Su cara era un poema. Puede que pensara que estaba fardando para impresionarla. O puede que sí me creyera. Creyera que lo decía de verdad. Igualmente tanteó.
—¿En serio?
—Parapente, rafting, puenting...
Levantó la mano para que me callara. Se estaba agobiando en un momento.
—¡Vale! Vale... vale; ya me hago a la idea. Aunque no esperes que practique nada de eso, contigo.
—¿Por qué?
Conocía la respuesta. No era difícil adivinarla. Igualmente la tanteé.
—Mi locura no rebosa el borde del vaso, ni trata de romperlo, créeme; no estoy tan chalada.
No pude evitar reír con ganas. ¡Lo dijo con tanta gracia! Y a la vez con ese punto de aviso para que no la obligara a hacer nada de todo aquello, medio enojada.
—Me encanta cómo lo dices.
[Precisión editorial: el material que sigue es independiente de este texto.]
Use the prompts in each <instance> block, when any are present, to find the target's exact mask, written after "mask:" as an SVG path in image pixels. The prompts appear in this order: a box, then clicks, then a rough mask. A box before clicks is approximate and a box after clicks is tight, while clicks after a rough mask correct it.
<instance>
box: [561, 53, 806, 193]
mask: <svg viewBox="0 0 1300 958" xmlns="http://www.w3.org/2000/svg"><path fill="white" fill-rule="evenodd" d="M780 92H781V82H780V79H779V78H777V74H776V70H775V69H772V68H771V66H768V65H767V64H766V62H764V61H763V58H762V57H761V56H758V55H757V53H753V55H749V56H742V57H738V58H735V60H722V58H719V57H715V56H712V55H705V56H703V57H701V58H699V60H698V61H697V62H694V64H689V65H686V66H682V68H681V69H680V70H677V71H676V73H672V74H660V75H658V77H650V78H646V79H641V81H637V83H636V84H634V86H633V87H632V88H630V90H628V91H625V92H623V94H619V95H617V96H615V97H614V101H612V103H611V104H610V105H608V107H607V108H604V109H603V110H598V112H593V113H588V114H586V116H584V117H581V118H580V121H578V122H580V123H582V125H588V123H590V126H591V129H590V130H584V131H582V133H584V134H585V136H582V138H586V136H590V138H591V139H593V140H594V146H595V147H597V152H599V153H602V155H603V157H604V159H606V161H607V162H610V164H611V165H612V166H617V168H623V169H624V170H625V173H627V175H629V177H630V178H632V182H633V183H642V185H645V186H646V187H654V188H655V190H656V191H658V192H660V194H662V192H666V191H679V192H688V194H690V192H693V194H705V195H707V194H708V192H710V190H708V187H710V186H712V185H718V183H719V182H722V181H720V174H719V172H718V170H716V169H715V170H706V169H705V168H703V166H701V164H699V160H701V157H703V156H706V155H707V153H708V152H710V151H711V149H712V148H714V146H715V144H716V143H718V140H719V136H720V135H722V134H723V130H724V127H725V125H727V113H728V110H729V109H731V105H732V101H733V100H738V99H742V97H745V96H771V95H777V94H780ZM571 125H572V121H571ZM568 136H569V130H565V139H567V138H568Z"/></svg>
Ni que yo estuviera tratando de acabar con tu vida tentándote a realizar mis deportes favoritos y arriesgados.
—Ya sabes: ¡olvídalo!
Puede que la estuviera asustando. No podía obligarla a nada. Y conque ya se hubiera conformado en aceptar el buceo con snorkel ya me daba por satisfecho. Sabía que, cuando bajara hasta aquel lugar mágico similar al terreno de marte solo que lleno de agua, y de peces de colores, algas y del resto de la fauna marina que pudiéramos encontrar, por ahora a escasos metros de profundidad de la superficie, perdería el miedo, y dejaría de arrepentirse de inmediato. El paisaje bien merecía la pena intentarlo.